I still sleep on the same side of the bed.
I don't encroach on empty space
but one or other of the cats will come
and settle—usually before the book
is closed, the light switched off and I
turn on my side to face the cooler half.

 

 

Scientific method

In the Science Museum tea-room
we dissected relationships,
half-heartedly clinical,
the benefit of middle-age hindsight
assembled as patchy evidence
falling short of a theory
of failed or troubled marriage.

The mighty engines close at hand,
once the heart of solid constancy,
mocked our waywardness.
But their regulators hung limp
above the turbines, no longer
cock-sure of their ability
to set the pace, to smooth
the turbulence of generated power.

 

 

Back on the shelf

She was a librarian, so
we did everything by the book.

We met in nineteen eighty four.
For a while she was my Brighton rock.

At first we were like other couples
enjoying our brave new world.

But I went to stay in her bleak house
next to the waste land by the aerodrome.

I suffered from lost illusions
in that Alice-in-wonderland world.

Don't tell me the truth about love:
It was love in the asylum.

We alternated war and peace which left me
in the heart of darkness, a dangling man.

In the trial she put me through
I could never connect my crime and punishment.

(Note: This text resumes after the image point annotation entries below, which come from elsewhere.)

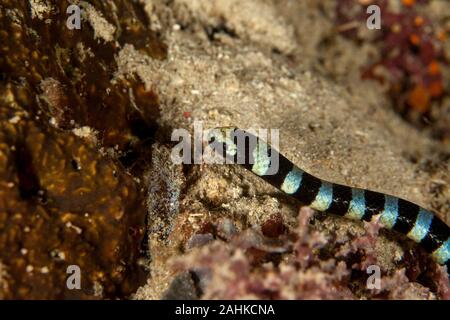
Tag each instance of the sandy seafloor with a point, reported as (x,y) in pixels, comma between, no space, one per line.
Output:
(276,68)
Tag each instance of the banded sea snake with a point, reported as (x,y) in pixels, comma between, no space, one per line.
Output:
(397,214)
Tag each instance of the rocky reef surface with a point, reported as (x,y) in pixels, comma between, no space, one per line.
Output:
(86,176)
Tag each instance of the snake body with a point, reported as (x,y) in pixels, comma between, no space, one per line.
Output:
(397,214)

I sank to wuthering depths
as the all too visible man.

I'd have preferred the road not taken
and to sing again those songs of innocence.

But this is not the age of innocence,
or common sense, not this side of paradise.

I needed no persuasion
to return my outstanding loans,

to tear up my library card
and watch television instead.

I still wonder what I met her for.

Thanks to George Orwell, Graham Greene, John Updike, Aldous Huxley, Charles Dickens, T S Eliot, Rex Warner, Honoré de Balzac, Lewis Carroll, Dylan Thomas, W H Auden, Leo Tolstoy, Joseph Conrad, Saul Bellow, Franz Kafka, Fyodor Dostoyevsky, Emily Bronte, H G Wells, Robert Frost, William Blake, Edith Wharton, Tom Paine, F Scott Fitzgerald, Jane Austen

 

 

Love song of the aging new man

And I would clean for you, my love,
and run the Dyson over carpets every day,
pour lime-scale solvent round the base of taps
and burnish chrome, so you could see your sleepy face.

And I would cook for you, my love,
not Tesco ready meals but freshly bought
ingredients combined in cunning ways
to stimulate your taste buds and your eye.

And I would wash for you, my love,
and separate the whites from coloureds, set
the cycle, shake out creases, hang to dry
in gentle breezes, even iron your smalls.

And I would play for you, my love,
the music and the DVDs you like,
suppressing my own preference
for arty films, Bing Crosby, western swing.

And I shall wait for you, my love,
and wait perhaps until the day I die.
If you exist, the least I can expect
is you'll be pretty nearly perfect too.